The tragedy is that your children and grandchildren will go forth and attempt to mimic your unhealed behaviors as wholeness and chastise themselves for being affected by things that should genuinely affect them. Imagine if you will being a person that is hurt, deeply hurt by another person or some experience and finding a way to heal from it. Not ignore it and pretend to be unbothered, but genuinely process the experience, how it truly affected your outlook on yourself and your life, and determine what that means for you as you go forward.

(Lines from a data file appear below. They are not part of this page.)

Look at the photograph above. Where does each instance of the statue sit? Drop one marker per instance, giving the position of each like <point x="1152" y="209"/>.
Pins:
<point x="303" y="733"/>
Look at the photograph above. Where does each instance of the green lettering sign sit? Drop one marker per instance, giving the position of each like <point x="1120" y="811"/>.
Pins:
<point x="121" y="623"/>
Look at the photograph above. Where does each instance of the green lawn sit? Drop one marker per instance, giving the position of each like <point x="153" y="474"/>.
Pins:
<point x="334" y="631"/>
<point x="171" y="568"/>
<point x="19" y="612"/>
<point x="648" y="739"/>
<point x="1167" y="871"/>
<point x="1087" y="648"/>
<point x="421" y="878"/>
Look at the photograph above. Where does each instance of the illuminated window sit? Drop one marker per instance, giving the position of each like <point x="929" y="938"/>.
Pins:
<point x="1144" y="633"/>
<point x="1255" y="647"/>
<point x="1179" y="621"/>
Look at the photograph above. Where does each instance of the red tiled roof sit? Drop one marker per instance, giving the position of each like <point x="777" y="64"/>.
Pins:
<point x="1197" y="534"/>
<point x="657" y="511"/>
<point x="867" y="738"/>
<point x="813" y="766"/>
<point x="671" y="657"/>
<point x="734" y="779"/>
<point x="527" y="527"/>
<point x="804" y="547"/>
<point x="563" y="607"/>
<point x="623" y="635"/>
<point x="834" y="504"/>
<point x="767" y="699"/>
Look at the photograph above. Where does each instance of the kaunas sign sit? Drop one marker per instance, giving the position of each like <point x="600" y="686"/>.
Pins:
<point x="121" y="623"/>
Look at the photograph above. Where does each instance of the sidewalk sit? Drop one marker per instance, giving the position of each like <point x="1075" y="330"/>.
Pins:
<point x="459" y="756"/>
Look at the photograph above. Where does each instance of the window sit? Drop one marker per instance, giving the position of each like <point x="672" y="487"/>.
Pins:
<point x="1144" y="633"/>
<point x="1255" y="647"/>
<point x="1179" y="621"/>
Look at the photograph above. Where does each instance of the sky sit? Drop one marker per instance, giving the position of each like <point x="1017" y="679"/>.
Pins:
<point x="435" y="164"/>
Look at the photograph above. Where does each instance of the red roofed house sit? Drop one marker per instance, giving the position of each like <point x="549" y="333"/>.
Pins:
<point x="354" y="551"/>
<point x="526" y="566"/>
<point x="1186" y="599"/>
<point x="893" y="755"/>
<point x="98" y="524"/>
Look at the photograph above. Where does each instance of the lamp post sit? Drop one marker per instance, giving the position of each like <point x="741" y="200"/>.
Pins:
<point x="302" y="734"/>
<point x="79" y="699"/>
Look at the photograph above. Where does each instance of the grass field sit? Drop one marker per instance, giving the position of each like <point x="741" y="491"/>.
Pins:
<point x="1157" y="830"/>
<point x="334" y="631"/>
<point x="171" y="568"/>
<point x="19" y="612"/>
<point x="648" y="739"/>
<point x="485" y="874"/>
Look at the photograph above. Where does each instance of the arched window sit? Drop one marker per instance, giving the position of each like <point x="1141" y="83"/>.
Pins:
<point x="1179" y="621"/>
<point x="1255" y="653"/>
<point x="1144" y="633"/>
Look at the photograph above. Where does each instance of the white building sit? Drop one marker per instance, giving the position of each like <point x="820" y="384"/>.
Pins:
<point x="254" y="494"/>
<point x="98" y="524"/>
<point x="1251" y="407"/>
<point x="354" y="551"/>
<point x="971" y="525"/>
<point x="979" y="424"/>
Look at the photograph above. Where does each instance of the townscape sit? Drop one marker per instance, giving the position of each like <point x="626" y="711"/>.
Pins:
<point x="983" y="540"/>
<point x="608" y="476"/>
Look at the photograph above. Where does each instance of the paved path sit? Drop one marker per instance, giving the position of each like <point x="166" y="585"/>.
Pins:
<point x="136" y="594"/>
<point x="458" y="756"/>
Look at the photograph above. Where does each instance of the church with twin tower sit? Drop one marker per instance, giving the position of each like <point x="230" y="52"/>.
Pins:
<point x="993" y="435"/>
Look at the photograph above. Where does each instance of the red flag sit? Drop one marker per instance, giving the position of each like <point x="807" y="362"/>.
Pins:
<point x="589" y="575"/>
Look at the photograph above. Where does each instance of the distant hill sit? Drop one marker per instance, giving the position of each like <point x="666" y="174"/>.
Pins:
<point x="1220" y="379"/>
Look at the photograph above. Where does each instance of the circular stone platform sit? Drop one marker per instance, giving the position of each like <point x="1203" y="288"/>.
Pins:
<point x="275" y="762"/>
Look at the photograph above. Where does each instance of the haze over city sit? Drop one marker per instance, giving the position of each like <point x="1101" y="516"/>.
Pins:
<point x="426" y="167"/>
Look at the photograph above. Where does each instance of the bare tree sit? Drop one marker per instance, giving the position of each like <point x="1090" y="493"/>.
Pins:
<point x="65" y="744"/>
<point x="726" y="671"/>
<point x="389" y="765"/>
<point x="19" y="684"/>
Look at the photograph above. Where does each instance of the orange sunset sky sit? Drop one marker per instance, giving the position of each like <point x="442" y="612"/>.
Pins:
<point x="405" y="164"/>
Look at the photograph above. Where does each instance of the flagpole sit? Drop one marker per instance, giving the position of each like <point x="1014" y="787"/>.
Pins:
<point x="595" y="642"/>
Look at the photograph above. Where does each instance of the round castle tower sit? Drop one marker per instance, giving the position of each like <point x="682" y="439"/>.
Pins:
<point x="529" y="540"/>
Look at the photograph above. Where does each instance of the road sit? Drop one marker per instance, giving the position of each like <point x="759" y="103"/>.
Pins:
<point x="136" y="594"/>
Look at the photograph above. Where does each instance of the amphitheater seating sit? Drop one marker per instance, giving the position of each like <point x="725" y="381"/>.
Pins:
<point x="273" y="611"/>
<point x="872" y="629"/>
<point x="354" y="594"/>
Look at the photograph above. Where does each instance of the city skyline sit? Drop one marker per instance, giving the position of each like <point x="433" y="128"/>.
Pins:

Imagine being deeply disappointed with yourself or someone else and doing the same thing. Imagine experiencing a huge loss that rocks your faith and being able to do the same thing. Whether it’s experiencing infidelity, being raped or molested, or experiencing the death of a close loved one, the ugliest of the ugly can be healed. It’s possible! It’s a choice, but it’s possible. To choose healing is to choose wholeness. HEAL. EMPOWER. THRIVE.